Womit es wieder einmal bewiesen war: Fremde Eltern, fremde Lehrer, fremde Chorleiter waren immer netter zu einem als die eigenen.

Der Generalprobe folgte ein Konzertmarathon, der Weihnachten wie einen Erholungsurlaub scheinen ließ. Am Freitagabend führten wir das War Requiem in Bad Oldesloe auf, am Sonnabendabend in Bad Segeberg. Beides Orte, die weit außerhalb von Hamburg lagen. Als mein Vater und ich am ersten Tag wieder am Bahnhof Altona standen, war Mitternacht schon lange rum. Der Bus war gerade weg und der nächste sollte erst in einer halben Stunde fahren. So blieb meinem Vater nichts anderes übrig als mit mir zu McDonald’s zu gehen. Er hasste McDonald’s, aber sonst hatte kein Laden mehr offen. Für mich eine segensreiche Erkenntnis.
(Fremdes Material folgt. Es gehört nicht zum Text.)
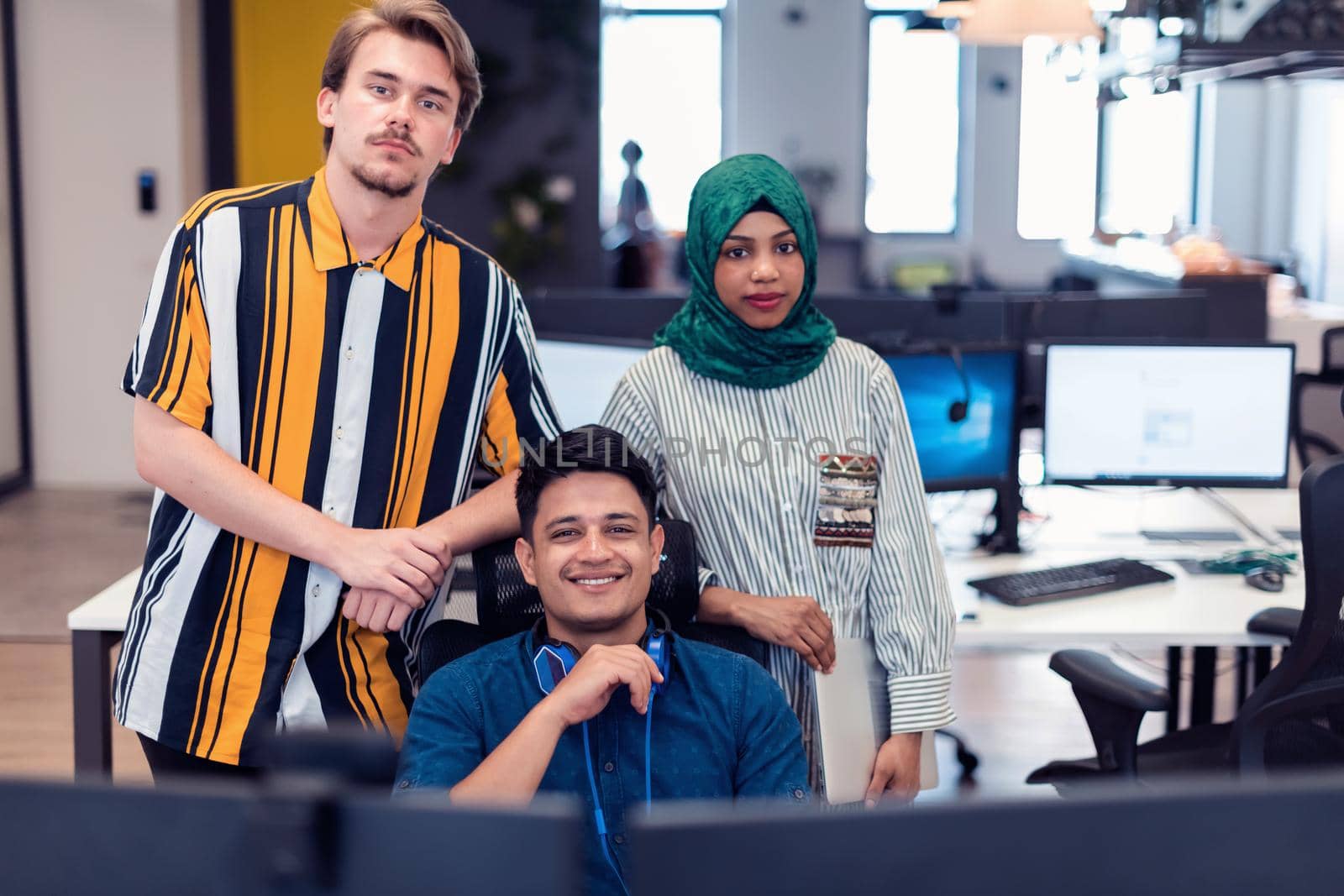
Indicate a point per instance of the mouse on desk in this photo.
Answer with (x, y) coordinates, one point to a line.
(1267, 578)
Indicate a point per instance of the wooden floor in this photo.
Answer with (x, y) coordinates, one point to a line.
(1014, 712)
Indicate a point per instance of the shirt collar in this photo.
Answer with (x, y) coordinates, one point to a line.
(331, 248)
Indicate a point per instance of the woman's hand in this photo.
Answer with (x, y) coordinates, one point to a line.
(795, 622)
(895, 773)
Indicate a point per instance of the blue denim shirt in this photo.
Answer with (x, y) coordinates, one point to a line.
(721, 730)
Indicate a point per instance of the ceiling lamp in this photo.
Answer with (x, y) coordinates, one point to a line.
(1011, 22)
(952, 9)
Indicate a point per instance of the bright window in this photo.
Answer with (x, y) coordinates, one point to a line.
(1147, 184)
(913, 128)
(662, 87)
(1057, 157)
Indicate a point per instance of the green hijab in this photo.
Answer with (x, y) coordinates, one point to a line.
(707, 336)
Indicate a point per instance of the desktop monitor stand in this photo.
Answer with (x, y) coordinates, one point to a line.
(1226, 506)
(1247, 527)
(1007, 508)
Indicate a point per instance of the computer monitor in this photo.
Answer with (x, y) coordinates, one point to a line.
(302, 836)
(1163, 414)
(582, 371)
(1218, 836)
(963, 410)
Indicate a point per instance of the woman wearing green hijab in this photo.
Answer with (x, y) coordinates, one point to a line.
(790, 452)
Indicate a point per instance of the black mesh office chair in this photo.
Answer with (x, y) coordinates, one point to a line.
(1294, 716)
(506, 604)
(1317, 423)
(1332, 349)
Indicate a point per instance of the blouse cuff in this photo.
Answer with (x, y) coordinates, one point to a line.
(920, 703)
(707, 578)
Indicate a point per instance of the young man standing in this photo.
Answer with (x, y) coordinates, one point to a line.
(316, 371)
(597, 700)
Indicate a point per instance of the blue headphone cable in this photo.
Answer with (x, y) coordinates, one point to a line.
(597, 813)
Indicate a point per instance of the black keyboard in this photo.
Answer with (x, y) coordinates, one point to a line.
(1025, 589)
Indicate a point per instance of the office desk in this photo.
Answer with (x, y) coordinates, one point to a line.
(1082, 526)
(96, 626)
(1086, 524)
(1200, 611)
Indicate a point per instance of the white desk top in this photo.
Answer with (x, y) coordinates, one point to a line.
(1095, 524)
(1082, 526)
(107, 610)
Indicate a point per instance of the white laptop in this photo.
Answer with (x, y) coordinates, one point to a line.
(853, 720)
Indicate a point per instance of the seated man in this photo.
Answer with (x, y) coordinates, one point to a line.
(598, 688)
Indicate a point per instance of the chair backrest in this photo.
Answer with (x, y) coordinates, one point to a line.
(506, 604)
(1296, 716)
(1332, 349)
(1317, 423)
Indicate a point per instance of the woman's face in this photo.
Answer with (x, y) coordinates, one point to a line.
(759, 275)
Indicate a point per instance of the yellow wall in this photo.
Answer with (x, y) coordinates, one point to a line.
(279, 53)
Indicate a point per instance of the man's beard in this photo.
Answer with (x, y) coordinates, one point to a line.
(383, 183)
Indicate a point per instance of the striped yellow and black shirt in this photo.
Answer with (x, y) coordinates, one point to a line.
(369, 390)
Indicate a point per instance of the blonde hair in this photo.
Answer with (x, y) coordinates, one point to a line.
(428, 20)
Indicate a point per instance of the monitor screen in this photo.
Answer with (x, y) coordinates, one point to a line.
(1168, 414)
(978, 450)
(582, 375)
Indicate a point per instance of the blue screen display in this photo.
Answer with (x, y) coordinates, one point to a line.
(976, 449)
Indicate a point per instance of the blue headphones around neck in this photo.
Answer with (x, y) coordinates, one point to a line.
(553, 660)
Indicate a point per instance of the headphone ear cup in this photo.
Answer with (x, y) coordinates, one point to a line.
(553, 661)
(658, 651)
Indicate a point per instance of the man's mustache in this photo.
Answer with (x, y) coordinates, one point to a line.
(393, 134)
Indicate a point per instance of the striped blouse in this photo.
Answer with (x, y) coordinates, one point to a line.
(366, 390)
(745, 468)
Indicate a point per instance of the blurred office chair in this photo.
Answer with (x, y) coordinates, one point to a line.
(507, 605)
(1332, 349)
(1294, 716)
(1317, 423)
Die dritte Aufführung fand innerhalb Hamburgs statt, aber in einer Gegend, in die man normalerweise nicht kam, in der auch kaum jemand wohnte. Wiesen und Felder säumten die Straße, die unser Bus entlangfuhr. Zwischen ihnen lagen kleine Wassergäben. Hätte ich nicht einst in Neuenfelde gewohnt, ich hätte geglaubt, auf dem Land zu sein.

Der Bus kam vor einem länglichen Backsteingebäude zum Stehen. Außer meiner Mutter und mir stiegen noch zwei glatzköpfige Herren aus. Ihr Ziel war aber nicht das längliche Backsteingebäude, sondern der graue Komplex direkt daneben.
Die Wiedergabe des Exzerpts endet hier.